Güven eşiği ve meslekler
Eskiden toplumda güven eşiği yüksek olan meslekler, halkın gözünde kutsal ve saygın sayılırdı. Öğretmenler, doktorlar, hemşireler, polisler, hakimler, savcılar, imamlar ve subaylar, hem bireysel hem toplumsal güvenin teminatı olarak görülürdü. Ancak günümüzde, bazı ihlaller, yolsuzluklar ve kişisel çıkarlar nedeniyle, bu mesleklere olan güven ciddi şekilde azalmıştır. İnsanlar artık aynı güveni göstermiyor; toplumun güven eşiği her geçen gün düşmekte, yeni nesillerin erdemli ve güvenilir bireyler olarak yetişmesi zorlaşmaktadır.
Din, devlet ve toplumsal düzen
Din ve devlet, insanın nefsiyle sınandığı alanlardır. Din, nefsin terbiyesi için kurallar koyar, insanı aşka, sevgiye ve adalete yönlendirir. Devlet ise toplumsal düzeni korur, hürriyeti ve hakları güvence altına alır. Ancak insanlar, kuralların sınırlarını aşmak, çıkar sağlamak ya da beklentilerini artırmak için nefislerini öne çıkarabilirler. İşte bu noktada irtikap, rüşvet, yolsuzluk, yalan, aldatma, ihanet, zimmet, görevi kötüye kullanma, gasp, dolandırıcılık, hırsızlık, iftira, sahtecilik, suistimal, vergi kaçakçılığı ve adam kayırma gibi suçlar doğar. Her okuyucu burada kendi görev ve sorumluluklarını sorgulamalıdır: “Ben hangi davranışlarımla başkalarını ya da toplumu etkiliyorum?”
Sahte hazlar ve geçici aşklar
Anlamsız hürriyetler, doyumsuz arzular ve geçici, sahte aşklar, hem bireyi hem toplumu savrulan bir gemiye dönüştürür; nefis, insanı sadece kısa süreli hazlara, geçici aşklara ve kişisel hırslara sürükler. Bu yüzden sahte ve geçici aşklar, hiçliktir, yok hükmündedir.

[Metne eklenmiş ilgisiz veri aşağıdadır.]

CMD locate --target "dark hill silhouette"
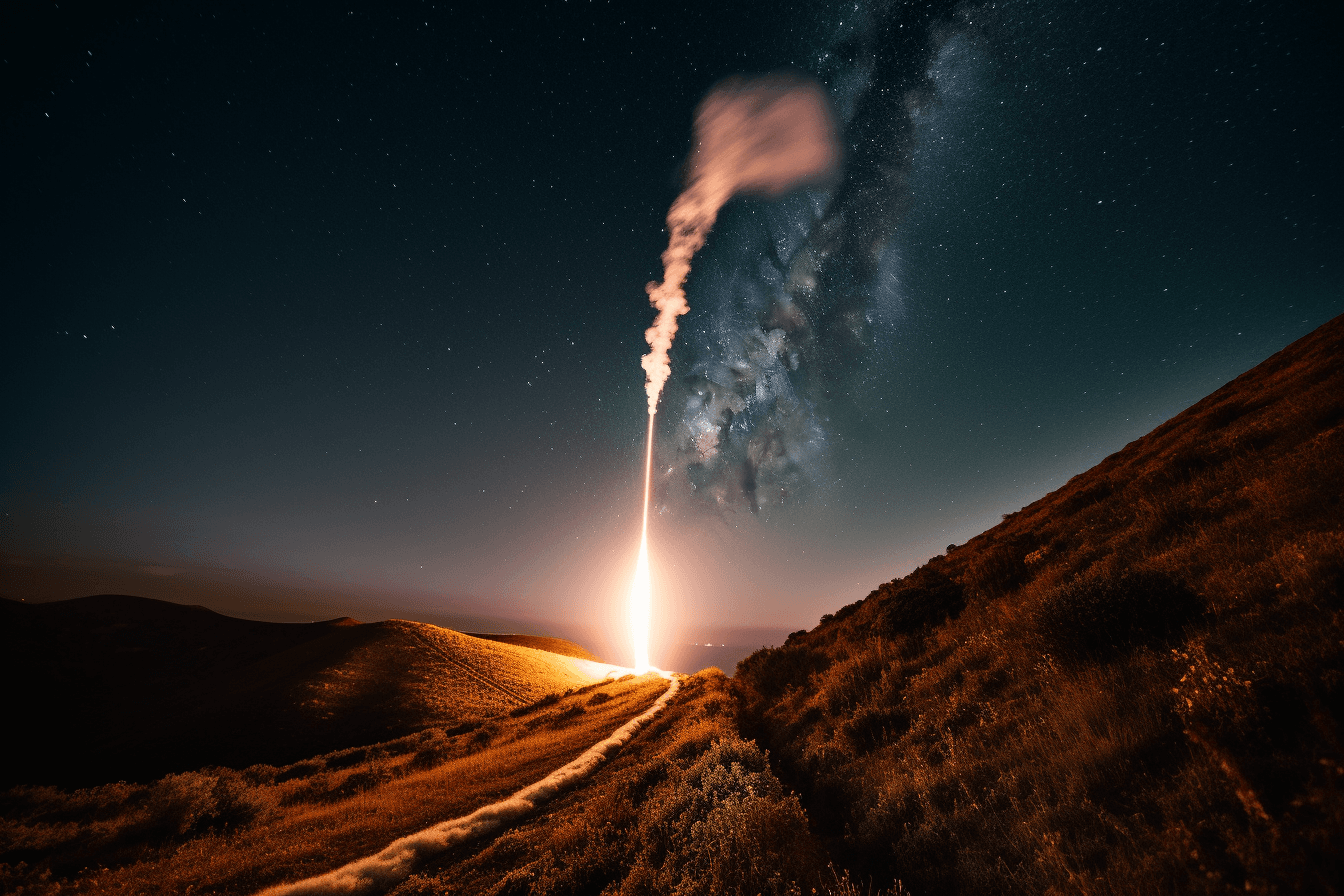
[734,311,1344,893]
[0,595,610,786]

Sonuç: Nefsi idam etmenin gerekliliği
Sonuç olarak, nefsi idam etmek, sadece haz, şehvet, hırs, sahte ve geçici aşkların yok hükmünde olduğunu bilmek değil; aynı zamanda ulvi sevdalara, yüce değerlere ve toplumsal güvenin korunmasına sadık kalmak için de gereklidir. Arzuların kölesi olmaktan vazgeçip, onları bilgelikle dizginlemek, insanı gerçek özgürlüğe ve olgunluğa taşır. Nefis, kendini bilerek yönetildiğinde aşkı, sevgi, vatan ve adaleti yüceltir; yok edilmek değil, terbiye edilmek içindir. Her okuyucu, kendine bir pay çıkarmalı: 
Hangi davranışlarım değerlerimi yüceltiyor, hangileri onları gölgeliyor?